Investigating Invading Species

The Fish Site
by The Fish Site
8 September 2010, at 1:00am

CHINA - Professor Rudy Gozlan, from Bournemouth University, UK has been studying the the invasive species Pseudorasbora parva, or topmouth gudgeon, in China.

Joined by colleagues from BU and the Chinese Academy of Science, Professor Gozlan travelled over 15,000 km through 15 different provinces, collecting samples of the topmouth gudgeon, from 33 sites.

Professor Gozlan said: “Most of the places where we sampled people eat the fish, but it is not considered a prime catch and as such they had great difficulties understanding why we would come all away from England to catch this fish."

The species is native to South East China, but has spread to other parts of Asia, Europe and North Africa with some alarming implications.

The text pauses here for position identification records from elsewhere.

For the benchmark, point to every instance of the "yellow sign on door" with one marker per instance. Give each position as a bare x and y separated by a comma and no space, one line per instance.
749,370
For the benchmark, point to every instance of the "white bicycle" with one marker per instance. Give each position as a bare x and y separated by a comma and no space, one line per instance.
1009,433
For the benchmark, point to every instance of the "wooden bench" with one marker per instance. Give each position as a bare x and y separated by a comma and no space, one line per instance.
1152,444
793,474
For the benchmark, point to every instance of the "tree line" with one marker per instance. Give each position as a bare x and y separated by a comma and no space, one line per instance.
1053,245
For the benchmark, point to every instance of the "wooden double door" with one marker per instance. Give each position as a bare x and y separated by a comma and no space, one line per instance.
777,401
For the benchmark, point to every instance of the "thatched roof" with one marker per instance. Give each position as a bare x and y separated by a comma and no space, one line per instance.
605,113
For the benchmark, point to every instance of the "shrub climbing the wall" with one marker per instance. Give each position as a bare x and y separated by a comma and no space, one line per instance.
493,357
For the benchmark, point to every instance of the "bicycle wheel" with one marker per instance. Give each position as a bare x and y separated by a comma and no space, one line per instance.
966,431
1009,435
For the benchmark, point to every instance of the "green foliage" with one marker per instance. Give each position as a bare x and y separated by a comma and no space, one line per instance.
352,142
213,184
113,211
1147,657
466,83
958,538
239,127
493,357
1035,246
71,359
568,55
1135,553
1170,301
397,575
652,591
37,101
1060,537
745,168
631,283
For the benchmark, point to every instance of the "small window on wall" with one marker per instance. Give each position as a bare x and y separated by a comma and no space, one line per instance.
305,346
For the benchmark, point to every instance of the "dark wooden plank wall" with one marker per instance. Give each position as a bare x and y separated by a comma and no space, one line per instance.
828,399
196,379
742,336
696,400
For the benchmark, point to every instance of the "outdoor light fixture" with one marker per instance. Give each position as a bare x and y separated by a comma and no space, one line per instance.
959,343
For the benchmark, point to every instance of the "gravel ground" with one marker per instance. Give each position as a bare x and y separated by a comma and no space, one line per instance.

Professor Gozlan explained: “The evolutionary theory tells us that species have evolved to be extremely well adapted to their environment. So how come some species are able to rapidly adapt to extremely warm and dry environments such as North Africa and cold and wet ones such as Northern Poland, and what are the biological implications of such adaptation?”

Topmouth gudgeon are healthy carriers of a parasite called Sphaerothecum destruens. This is deadly to salmon, trout, carp and some endangered species. Death by the parasite would have a severely detrimental impact on biodiversity and commercial fish farming.

Professor Gozlan and his ecology team at BU will study the live samples of topmouth gudgeon, measuring population numbers, reproductive rates, parasite communities, size and other factors.

This data will help identify the evolutionary shifts that have allowed the species to adapt to different climates. Professor Gozlan will then translate the result into a climatic model, enabling him to estimate where else the fish may spread to.

The research will help environmental agencies to take preventive measures in high risk areas such as the USA, Canada, South Africa, Australia and New Zealand. Professor Gozlan explains that the research will also “increase our understanding of evolutionary drivers as well as adaptation processes during a biological invasion”.